Students trickled back on Monday for classes at a university in northeastern Kenya where at least 148 people were killed by Islamist gunmen nine months ago.
Security was tight but only around 20 students resumed classes at Garissa university, which had about 800 students before the massacre.
The high-profile assault on April 2, 2015 was the deadliest yet in Kenya by the Somali-led, Al-Qaeda-linked Shebab group. Nearly all the victims were students.
Emotions were mixed for those returning.
"I am very happy for the reopening... we went for our first lesson and we are really back to the university as normal," said Shamza Abdi, a student.
"There are some memories of a lot of our friends we lost here, but despite what happened, life must go on... we just pray for our friends," she added.
The gunmen had lined up non-Muslim students for execution in what President Uhuru Kenyatta described at the time as a "barbaric medieval slaughter".
The massacre was Kenya's deadliest attack since the 1998 bombing of the US embassy in Nairobi.
Most students, especially those who were not originally from Garissa, have transferred to other colleges. The students now returning are mainly those who come from the town, some 365 kilometres (225 miles) north of the capital Nairobi.
- Security tightened -
"We are really missing those students who were killed, and we are very bitter about it...the people of this area were really affected," said Hassan Kune Mire.

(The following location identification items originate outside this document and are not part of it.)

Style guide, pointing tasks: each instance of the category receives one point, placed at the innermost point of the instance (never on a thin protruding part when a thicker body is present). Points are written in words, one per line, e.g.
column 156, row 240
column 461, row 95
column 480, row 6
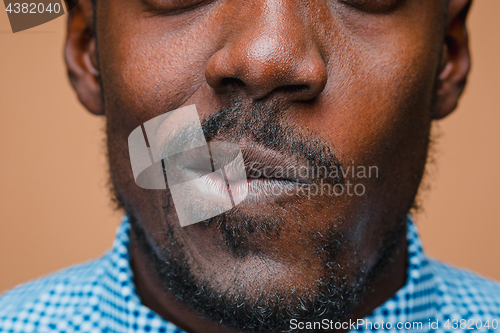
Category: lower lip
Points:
column 248, row 191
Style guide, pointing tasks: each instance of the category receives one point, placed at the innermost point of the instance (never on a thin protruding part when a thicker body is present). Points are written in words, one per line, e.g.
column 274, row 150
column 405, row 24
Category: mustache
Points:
column 265, row 124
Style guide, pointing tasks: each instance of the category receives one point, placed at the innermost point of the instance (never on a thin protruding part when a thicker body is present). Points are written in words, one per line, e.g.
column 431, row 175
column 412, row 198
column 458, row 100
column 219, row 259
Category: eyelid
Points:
column 374, row 6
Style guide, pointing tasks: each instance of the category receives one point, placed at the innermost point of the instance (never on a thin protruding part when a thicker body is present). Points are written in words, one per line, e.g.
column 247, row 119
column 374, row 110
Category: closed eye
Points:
column 374, row 6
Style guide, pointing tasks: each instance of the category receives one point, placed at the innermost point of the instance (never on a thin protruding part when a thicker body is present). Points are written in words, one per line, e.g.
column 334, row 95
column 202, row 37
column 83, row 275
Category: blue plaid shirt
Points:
column 100, row 296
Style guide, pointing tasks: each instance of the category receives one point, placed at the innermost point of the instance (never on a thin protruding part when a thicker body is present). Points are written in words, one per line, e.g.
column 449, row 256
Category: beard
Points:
column 333, row 296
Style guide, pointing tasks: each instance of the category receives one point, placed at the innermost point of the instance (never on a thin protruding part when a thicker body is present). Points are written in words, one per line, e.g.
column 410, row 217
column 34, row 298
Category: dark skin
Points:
column 368, row 77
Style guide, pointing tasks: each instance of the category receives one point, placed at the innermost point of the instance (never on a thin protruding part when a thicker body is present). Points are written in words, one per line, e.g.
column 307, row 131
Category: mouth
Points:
column 247, row 172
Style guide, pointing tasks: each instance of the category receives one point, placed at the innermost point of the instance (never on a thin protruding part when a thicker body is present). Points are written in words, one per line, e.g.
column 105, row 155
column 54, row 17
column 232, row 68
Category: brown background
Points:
column 54, row 203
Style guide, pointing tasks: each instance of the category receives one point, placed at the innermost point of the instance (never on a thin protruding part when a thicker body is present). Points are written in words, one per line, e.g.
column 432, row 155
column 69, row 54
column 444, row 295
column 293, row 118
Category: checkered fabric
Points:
column 100, row 296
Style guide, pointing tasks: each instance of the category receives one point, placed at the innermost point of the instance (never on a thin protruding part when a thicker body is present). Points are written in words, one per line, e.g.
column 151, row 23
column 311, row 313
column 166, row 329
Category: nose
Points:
column 272, row 51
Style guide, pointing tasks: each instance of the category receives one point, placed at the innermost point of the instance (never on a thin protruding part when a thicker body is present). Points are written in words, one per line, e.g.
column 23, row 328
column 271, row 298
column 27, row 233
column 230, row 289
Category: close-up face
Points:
column 327, row 84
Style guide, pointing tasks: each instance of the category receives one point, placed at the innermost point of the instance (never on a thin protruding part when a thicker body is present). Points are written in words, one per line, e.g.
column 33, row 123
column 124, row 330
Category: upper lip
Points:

"It is very important for us that learning has resumed, and that we shall continue with our education."
University principal Ahmed Osman Warfa, speaking last week when teachers returned, said security had been tightened with a new police post built within the compound and a perimeter fence planned.
"I wish I was armed and trained on the use of firearms on that night, I would have fought with the attackers and at least ensure I have saved some of my students from their killers," the principal said.

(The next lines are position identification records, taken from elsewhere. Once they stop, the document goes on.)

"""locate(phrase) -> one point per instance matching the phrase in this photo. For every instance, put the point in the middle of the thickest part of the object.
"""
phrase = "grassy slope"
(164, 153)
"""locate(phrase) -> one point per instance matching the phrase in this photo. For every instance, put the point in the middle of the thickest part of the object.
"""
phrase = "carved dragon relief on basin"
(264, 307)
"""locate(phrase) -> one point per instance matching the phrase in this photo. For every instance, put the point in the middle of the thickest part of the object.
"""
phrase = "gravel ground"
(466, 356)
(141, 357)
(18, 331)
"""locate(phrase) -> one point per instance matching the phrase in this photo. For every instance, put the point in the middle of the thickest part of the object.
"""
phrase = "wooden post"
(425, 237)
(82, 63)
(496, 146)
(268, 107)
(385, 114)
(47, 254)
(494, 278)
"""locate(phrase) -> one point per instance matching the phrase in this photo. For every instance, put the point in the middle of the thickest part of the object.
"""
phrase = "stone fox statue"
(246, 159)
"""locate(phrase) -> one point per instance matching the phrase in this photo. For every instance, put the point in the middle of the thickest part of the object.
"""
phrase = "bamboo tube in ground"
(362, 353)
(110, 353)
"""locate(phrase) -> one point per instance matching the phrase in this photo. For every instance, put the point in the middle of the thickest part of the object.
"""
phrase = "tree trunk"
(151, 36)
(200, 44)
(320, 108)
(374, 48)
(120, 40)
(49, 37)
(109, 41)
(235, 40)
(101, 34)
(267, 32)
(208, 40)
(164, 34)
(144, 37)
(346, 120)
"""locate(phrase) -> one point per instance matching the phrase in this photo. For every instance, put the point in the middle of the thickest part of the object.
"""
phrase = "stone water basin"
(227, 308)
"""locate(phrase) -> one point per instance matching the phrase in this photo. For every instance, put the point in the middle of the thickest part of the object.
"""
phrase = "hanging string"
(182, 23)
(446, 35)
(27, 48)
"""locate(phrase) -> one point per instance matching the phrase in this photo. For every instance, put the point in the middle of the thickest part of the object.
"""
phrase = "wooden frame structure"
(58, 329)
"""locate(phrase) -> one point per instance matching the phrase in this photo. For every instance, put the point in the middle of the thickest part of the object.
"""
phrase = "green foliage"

Witnesses last week gave evidence in the ongoing trial of five men accused of supporting the attack.
The four gunmen who carried out the massacre were all killed when Kenyan commandos stormed the building.
Survivors described how the laughing gunmen taunted their victims amid scenes of total carnage.
Students, some who had to play dead among the pools of blood of their friends until they were rescued, said the gunmen shouted "We have come to kill and be killed" as they prowled the student dormitories shooting those they found.
The Garissa attack followed the 2013 seige of the upmarket Westgate shopping mall in Nairobi, when four Shebab gunmen killed at least 67 people.
Last month Kenyan police warned of the risk of fresh attacks by Shebab insurgents, claiming they had split into rival factions inside Kenya, with some shifting allegiance from Al-Qaeda to Islamic State.
The militants say their attacks are retaliation for the Kenyan military presence in Somalia and "war crimes" committed by Kenyan troops.
Inside Somalia, they fighting to overthrow the internationally-backed government in Mogadishu, which is protected by 22,000 African Union troops, including Kenyan soldiers.